String Board Theory
- Saturday, April 16, 2011, 10 a.m.
- All That, 601 Lincoln Ave., Steamboat Springs
Steamboat Springs Everyone who walks in the door of All That Jazz and flips through the store’s selection of vinyl records and CDs has a musical story to tell. Store owner Joe Kboudi never gets tired of them.
“They always have a story about their favorite album, or about this band they saw play two blocks from their house that’s really huge now,” Kboudi said. “It’s the sharing of music.”
Independent music stores across the world are places where people go to engage in a communitywide conversation about music, Kboudi said. For him, that’s enough reason to celebrate the third annual Record Store Day with an all-day event and vinyl sale on Saturday.

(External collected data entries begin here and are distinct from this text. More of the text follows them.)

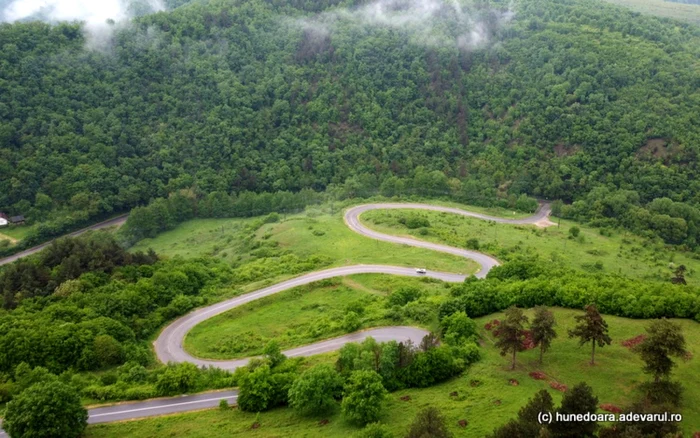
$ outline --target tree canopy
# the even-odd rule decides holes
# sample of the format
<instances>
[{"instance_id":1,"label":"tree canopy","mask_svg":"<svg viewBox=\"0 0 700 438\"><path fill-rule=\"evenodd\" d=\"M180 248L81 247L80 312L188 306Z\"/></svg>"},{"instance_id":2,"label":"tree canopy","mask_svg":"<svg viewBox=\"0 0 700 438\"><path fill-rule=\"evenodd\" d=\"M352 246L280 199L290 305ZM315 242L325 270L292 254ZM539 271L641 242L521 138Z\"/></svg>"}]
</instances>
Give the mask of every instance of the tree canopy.
<instances>
[{"instance_id":1,"label":"tree canopy","mask_svg":"<svg viewBox=\"0 0 700 438\"><path fill-rule=\"evenodd\" d=\"M53 380L30 386L8 403L2 426L17 438L77 438L87 419L76 391Z\"/></svg>"},{"instance_id":2,"label":"tree canopy","mask_svg":"<svg viewBox=\"0 0 700 438\"><path fill-rule=\"evenodd\" d=\"M447 1L428 28L360 19L364 0L171 3L102 50L75 23L0 25L0 206L42 222L32 239L183 189L216 216L213 192L328 188L527 193L698 241L696 27L462 2L483 33L467 44Z\"/></svg>"}]
</instances>

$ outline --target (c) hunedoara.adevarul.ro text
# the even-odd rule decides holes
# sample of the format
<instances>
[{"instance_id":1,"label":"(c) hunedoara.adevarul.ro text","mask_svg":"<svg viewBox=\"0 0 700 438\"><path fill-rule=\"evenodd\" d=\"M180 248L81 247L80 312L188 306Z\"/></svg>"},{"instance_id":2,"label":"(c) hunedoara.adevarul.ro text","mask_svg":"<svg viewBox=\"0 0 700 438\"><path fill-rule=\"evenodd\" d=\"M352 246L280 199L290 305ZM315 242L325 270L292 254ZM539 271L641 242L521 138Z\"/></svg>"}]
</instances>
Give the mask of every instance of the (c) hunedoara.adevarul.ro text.
<instances>
[{"instance_id":1,"label":"(c) hunedoara.adevarul.ro text","mask_svg":"<svg viewBox=\"0 0 700 438\"><path fill-rule=\"evenodd\" d=\"M683 421L683 415L672 412L661 412L654 414L636 414L628 412L624 414L598 414L586 412L585 414L562 414L561 412L540 412L537 415L540 424L552 423L572 423L582 421L607 421L607 422L674 422Z\"/></svg>"}]
</instances>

This week, Kboudi received a shipment of 300 “new” used vinyls, ranging from Aerosmith to Tony Bennett, 1960s rock to 1980s new wave.

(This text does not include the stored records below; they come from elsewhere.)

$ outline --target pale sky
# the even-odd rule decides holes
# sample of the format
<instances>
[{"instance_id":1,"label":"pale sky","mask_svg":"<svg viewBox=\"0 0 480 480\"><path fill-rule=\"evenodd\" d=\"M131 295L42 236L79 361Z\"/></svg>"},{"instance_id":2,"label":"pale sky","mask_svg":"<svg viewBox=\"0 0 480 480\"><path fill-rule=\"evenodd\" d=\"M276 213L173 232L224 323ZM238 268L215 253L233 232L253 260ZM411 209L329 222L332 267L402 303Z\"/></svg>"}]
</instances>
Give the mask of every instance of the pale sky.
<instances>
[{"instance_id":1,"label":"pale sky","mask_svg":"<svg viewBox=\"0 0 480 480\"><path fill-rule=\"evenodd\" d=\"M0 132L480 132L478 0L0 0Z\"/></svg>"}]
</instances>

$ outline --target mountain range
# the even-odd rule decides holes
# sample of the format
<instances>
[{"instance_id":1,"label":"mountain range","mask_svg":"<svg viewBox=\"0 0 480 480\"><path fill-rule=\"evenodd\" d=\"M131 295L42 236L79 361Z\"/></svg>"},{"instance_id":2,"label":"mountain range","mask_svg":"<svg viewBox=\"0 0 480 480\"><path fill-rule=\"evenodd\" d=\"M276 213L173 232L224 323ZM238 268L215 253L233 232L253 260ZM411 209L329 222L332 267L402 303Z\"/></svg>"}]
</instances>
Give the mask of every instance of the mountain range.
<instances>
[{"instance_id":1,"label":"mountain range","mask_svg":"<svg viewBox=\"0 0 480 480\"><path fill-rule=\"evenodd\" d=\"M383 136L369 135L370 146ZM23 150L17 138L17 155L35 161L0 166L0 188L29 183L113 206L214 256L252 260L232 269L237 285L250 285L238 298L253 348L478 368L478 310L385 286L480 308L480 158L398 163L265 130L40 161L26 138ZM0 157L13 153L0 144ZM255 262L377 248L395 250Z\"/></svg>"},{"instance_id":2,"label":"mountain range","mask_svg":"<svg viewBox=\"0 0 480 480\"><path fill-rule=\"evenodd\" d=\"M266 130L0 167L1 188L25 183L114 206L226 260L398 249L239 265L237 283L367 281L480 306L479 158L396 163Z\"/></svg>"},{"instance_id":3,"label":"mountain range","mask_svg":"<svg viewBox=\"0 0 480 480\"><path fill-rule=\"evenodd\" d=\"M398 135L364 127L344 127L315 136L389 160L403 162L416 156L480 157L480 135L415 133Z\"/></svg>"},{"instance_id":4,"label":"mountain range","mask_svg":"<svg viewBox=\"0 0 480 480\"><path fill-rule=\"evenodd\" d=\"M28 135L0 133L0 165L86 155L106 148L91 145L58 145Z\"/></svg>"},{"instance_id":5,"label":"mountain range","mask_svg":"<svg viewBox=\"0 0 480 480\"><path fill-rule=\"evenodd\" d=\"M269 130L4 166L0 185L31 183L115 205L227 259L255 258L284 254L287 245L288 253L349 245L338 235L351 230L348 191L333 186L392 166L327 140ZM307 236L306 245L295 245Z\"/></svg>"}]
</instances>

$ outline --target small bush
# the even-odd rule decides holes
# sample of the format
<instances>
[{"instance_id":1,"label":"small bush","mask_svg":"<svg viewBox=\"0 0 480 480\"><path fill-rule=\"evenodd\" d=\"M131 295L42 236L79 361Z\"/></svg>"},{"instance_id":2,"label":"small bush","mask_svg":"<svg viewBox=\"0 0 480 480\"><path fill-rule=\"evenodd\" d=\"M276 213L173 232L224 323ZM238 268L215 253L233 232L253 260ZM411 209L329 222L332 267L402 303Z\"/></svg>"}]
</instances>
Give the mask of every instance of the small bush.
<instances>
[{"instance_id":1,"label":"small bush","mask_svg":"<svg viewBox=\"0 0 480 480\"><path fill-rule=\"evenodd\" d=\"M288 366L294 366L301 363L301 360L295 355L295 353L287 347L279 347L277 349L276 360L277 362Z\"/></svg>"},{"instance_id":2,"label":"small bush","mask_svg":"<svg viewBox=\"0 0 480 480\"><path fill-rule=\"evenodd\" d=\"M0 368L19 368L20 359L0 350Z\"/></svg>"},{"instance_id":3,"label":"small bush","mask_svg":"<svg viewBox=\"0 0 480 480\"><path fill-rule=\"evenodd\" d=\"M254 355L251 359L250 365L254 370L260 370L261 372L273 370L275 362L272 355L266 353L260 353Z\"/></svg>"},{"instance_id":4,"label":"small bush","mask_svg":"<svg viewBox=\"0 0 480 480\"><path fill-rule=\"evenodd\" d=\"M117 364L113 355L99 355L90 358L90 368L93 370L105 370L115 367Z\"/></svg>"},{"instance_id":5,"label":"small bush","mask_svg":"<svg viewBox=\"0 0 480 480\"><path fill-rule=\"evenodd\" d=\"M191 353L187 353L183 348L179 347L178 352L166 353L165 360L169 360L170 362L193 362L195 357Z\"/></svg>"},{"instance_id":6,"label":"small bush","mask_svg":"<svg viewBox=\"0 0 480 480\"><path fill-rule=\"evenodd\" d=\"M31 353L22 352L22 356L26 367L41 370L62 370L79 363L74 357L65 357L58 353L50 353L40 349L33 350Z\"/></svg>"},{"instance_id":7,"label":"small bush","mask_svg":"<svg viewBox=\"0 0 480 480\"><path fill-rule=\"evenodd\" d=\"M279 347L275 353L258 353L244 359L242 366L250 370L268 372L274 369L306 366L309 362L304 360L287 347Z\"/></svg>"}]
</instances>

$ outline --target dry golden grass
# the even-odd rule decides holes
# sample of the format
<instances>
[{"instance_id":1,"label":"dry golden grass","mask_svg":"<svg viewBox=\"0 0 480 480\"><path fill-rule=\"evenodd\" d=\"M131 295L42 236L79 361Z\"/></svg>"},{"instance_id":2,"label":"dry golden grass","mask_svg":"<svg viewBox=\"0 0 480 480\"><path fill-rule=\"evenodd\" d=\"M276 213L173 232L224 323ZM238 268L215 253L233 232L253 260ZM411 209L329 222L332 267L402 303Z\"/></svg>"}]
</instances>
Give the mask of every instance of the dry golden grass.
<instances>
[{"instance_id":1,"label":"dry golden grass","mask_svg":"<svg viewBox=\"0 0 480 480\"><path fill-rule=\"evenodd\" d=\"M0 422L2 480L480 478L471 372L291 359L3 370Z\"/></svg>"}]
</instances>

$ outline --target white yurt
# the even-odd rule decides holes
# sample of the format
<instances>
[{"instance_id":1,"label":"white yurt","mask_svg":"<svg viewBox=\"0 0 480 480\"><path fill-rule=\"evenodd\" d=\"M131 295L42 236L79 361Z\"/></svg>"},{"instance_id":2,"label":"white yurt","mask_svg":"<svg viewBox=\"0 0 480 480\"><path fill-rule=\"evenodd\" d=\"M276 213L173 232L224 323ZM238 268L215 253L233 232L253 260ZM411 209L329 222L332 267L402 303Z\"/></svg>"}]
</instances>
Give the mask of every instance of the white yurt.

He said he will have a few turntables to sell, and the store also will host live music all afternoon with several musicians who decided to stay in town for mud season.
The store opens at 10 a.m. and music starts at noon with Old River Road, followed by Jody Feeley Band’s contemporary country rock and acoustic Americana from Trevor G. Potter with Walt and the Ol’ 37.
Jeff Barlow and Andrew Edmonson, of local jam rock band String Board Theory, will play an acoustic set with String Board Theory songs and covers at 3 p.m.
The Nude Blues Trio, featuring Laura Lamun, plays at 4 p.m., and DJ Chris Freese spins at 5.
Potter played the same event last year and said recognizing independent music stores is important for the music community
“In addition to having a place that all of the music junkies can go to and get their fix, it’s just also a hub for a lot of other activity,” Potter said. “People use it as a ticket outlet, people use it as a way to promote their shows and it’s just a great downtown fixture. At this point, it’s a part of the downtown fabric of Steamboat.”
Potter said Record Store Day is a fun event with crowds of people coming in and out of the store all day long. And it supports local live musicians.
“For us unemployed musicians who are out of work during mud season, it gets us a little afternoon gig,” Potter said.
Potter is one of about 40 people who Kboudi keeps on his “call list” when he receives new vinyl records at the store. Kboudi said there are many die-hard record collectors in the area, and many younger music fans are starting to buy turntables and appreciate the way music used to be bought and heard.
“It’s just the sound of vinyl, it’s more pure, more real and it just sounds better,” Kboudi said.
He also encouraged locals to dig through their basements and bring in any used records they find, helping to continue the local musical conversation.